UK Hardback: 560 pages (June 2012) Publisher: Macmillan ISBN: 9780230747265

UK EPUB: (June 2012) Publisher: Pan ISBN: 9780230764897

UK Paperback: 624 pages (September 2012) Publisher: Pan ISBN: 9780330515578


NOT DEAD YET is the eighth in the series of Detective Superintendent Roy Grace novels by Peter James and follows on from the events of DEAD MAN’S GRIP for Roy Grace and his team.


The worlds of Tinseltown and Brighton clash as a movie adaption of the relationship between King George IV and Maria Fitzherbert hits town.

This is a make or break project for LA producer Larry Brooker who is on the verge of insolvency.

This could be the project that enables Gaia to make the shift from rock superstar to serious actress.

The City of Brighton and Hove relishes the publicity value of a major Hollywood movie being filmed on location there which could be incalculable for tourist revenue and attracting future films.

For Gaias number one fan, it is the chance to cement their relationship.

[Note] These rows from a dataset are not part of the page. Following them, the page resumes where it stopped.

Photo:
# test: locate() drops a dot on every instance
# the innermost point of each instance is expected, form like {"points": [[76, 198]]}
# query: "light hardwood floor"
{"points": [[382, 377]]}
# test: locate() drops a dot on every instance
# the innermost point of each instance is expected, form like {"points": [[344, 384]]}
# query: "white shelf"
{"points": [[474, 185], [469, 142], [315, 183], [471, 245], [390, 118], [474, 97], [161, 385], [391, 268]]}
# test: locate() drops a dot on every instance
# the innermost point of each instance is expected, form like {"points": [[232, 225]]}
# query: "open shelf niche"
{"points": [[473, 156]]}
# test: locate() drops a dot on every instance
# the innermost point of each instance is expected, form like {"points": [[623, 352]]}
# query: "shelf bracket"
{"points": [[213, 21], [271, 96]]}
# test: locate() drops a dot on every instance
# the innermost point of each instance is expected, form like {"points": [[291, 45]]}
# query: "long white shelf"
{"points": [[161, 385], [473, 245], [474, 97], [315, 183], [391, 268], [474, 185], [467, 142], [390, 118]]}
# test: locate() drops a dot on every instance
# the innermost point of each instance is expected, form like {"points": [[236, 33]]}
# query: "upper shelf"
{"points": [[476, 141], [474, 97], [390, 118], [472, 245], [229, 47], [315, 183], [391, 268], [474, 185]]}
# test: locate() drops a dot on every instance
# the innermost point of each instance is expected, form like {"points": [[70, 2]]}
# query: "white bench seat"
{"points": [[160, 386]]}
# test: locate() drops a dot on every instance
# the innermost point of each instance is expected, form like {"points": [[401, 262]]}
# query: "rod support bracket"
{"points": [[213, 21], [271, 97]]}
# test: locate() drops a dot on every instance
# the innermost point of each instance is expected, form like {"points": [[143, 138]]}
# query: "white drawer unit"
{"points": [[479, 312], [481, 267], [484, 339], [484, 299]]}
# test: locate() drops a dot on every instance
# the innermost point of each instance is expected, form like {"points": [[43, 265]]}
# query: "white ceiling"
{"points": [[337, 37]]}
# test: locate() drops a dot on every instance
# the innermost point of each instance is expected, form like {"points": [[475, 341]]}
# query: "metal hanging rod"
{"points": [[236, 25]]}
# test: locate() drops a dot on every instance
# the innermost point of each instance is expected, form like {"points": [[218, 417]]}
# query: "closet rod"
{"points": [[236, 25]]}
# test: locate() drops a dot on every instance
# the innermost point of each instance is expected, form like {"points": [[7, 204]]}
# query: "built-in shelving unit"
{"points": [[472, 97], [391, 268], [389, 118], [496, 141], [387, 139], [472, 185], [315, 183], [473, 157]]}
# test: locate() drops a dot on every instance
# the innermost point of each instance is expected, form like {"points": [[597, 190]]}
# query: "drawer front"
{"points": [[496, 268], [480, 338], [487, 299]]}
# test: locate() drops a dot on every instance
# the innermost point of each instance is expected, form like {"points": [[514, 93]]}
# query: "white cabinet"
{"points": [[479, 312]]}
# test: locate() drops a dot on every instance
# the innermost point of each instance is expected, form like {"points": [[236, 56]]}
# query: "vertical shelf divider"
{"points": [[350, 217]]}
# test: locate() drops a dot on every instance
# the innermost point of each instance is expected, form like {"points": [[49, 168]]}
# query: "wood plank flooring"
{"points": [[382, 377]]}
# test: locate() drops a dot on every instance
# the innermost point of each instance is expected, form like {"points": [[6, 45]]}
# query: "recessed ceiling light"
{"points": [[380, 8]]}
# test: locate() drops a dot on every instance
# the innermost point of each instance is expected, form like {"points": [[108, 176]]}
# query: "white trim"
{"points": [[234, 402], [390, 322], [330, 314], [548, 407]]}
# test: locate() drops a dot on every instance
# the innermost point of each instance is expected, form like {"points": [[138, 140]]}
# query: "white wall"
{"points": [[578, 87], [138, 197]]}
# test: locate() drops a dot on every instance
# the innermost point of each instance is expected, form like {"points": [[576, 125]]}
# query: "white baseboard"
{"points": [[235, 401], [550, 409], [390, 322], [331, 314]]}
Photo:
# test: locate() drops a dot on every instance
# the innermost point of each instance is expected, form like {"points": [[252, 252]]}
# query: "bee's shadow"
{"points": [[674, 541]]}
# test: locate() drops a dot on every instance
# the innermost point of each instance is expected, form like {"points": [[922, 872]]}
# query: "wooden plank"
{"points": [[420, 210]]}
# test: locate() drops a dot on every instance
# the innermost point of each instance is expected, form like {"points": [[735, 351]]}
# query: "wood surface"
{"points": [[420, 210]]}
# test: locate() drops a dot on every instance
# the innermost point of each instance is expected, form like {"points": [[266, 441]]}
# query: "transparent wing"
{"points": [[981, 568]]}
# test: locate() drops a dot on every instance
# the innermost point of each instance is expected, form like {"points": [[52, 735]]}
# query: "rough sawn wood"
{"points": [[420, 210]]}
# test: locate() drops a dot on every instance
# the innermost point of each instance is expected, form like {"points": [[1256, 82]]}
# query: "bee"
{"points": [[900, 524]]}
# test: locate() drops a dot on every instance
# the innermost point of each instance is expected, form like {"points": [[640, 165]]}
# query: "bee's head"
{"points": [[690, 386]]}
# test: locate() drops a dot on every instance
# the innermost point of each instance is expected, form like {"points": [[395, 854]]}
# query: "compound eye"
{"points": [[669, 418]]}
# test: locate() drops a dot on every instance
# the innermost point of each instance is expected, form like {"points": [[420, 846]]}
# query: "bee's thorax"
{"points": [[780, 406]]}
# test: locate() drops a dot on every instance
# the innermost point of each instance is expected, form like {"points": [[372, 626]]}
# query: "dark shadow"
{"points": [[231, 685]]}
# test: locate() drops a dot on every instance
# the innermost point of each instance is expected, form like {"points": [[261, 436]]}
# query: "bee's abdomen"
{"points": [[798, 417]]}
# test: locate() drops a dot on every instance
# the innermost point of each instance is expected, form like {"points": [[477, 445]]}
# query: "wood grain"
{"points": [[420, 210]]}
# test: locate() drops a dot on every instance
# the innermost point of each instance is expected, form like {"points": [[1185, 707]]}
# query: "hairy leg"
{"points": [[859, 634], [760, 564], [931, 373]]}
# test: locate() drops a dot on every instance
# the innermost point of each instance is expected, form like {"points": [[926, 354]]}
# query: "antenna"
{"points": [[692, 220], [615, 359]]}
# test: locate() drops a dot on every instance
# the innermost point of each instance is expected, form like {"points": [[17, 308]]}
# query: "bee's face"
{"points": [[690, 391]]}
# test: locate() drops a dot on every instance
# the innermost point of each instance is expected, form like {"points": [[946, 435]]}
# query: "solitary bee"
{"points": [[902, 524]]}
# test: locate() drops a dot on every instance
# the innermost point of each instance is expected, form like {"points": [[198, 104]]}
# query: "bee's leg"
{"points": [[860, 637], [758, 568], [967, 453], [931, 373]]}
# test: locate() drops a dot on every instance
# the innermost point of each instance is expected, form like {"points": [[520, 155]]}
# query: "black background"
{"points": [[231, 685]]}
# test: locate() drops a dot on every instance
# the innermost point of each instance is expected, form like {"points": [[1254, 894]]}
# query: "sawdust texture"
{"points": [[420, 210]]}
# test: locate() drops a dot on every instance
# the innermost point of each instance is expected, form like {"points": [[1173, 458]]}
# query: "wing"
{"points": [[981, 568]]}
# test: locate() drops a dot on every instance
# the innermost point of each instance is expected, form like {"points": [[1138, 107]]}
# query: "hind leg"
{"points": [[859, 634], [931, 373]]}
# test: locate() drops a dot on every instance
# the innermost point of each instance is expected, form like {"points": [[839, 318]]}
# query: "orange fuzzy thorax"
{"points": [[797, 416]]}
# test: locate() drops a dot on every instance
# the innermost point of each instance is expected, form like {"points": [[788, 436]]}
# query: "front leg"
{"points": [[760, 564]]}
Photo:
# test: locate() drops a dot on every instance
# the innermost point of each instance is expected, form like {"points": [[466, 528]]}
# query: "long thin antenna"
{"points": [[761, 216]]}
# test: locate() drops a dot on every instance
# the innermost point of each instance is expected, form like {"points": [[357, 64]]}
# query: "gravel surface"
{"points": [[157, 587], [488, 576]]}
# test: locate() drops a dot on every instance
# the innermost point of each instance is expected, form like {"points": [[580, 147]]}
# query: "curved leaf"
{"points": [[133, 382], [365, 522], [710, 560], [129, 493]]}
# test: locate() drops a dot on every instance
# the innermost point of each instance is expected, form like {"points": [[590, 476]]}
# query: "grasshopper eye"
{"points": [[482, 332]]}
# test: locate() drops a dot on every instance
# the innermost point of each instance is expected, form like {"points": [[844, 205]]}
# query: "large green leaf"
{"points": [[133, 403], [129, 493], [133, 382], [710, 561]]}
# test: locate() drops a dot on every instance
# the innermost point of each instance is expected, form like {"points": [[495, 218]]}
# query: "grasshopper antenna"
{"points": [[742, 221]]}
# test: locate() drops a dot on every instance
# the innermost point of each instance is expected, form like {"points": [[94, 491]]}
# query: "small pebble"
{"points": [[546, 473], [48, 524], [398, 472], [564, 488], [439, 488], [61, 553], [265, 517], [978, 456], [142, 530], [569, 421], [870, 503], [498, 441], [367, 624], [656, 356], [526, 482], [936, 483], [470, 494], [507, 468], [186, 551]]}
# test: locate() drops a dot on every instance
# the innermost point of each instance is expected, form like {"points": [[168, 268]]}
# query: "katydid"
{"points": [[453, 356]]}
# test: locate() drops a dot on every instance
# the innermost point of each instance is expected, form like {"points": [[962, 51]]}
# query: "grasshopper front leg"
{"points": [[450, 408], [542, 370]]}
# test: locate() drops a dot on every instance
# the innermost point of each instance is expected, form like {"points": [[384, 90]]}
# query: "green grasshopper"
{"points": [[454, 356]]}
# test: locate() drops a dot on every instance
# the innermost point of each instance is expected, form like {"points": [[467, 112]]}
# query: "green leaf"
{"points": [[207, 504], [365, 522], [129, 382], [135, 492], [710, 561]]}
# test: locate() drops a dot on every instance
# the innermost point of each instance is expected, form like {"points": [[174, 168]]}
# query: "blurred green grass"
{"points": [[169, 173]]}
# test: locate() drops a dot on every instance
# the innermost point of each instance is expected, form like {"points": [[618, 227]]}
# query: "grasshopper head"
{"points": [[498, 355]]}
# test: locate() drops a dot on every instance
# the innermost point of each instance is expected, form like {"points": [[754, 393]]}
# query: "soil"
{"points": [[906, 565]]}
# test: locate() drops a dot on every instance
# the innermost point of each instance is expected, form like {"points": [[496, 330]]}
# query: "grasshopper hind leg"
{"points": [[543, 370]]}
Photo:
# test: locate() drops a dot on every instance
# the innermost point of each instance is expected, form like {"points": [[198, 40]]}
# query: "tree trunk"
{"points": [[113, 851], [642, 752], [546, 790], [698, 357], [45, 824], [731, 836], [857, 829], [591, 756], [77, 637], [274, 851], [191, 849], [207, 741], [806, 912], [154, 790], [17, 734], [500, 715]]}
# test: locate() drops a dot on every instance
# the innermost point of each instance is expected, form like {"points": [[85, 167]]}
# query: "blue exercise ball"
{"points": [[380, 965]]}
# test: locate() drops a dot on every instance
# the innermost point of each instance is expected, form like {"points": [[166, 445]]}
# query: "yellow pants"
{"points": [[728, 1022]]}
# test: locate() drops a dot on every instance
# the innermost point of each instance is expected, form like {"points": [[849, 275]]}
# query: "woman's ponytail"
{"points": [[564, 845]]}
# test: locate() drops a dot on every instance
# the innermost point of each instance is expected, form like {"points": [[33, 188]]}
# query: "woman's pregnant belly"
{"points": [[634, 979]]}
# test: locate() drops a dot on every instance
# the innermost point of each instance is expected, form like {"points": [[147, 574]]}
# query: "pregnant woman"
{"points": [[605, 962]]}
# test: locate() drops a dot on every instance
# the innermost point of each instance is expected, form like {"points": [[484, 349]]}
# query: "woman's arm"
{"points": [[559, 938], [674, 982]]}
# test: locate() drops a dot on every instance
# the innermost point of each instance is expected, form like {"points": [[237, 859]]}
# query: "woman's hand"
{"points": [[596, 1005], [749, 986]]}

These events collide to become a nightmare for Detective Superintendent Roy Grace when an attempt on the life of Gaia is made days before she leaves her Bel Air home to fly to Brighton (her home town) so he has to juggle the hunt for a potential obsessed stalker in his city with an ongoing murder investigation with very few leads and the continuing pregnancy complications of his girlfriend, Cleo.

Also the significant figure from his past is now getting much closer to home.


This is crime fiction for those who like to have well-rounded detectives with a believable private life.

One question which immediately springs to mind is who is Gaia based upon – Peter James did confirm in an interview on BBC Breakfast that he saw Gaia as a cross between Madonna and Lady Gaga  (still online at the moment at – at least in the UK)

The short snappy chapters that are a Peter James trademark (127 chapters in 560 pages in the hardback edition) are still there so you find it hard to put it down – you do tend to think I have time for just one more chapter.

The slight hint of unrealism is still there especially in the significant figure from his past who I do hope is brought to the fore in the next book as that back story is starting to drag on quite a bit.

Once again I would say that it is a very good read that engages you from the first page and I, for one, am looking forward to the next novel in the series – I would stress that it is becoming more the case that you will appreciate it much more if you read the series in sequence.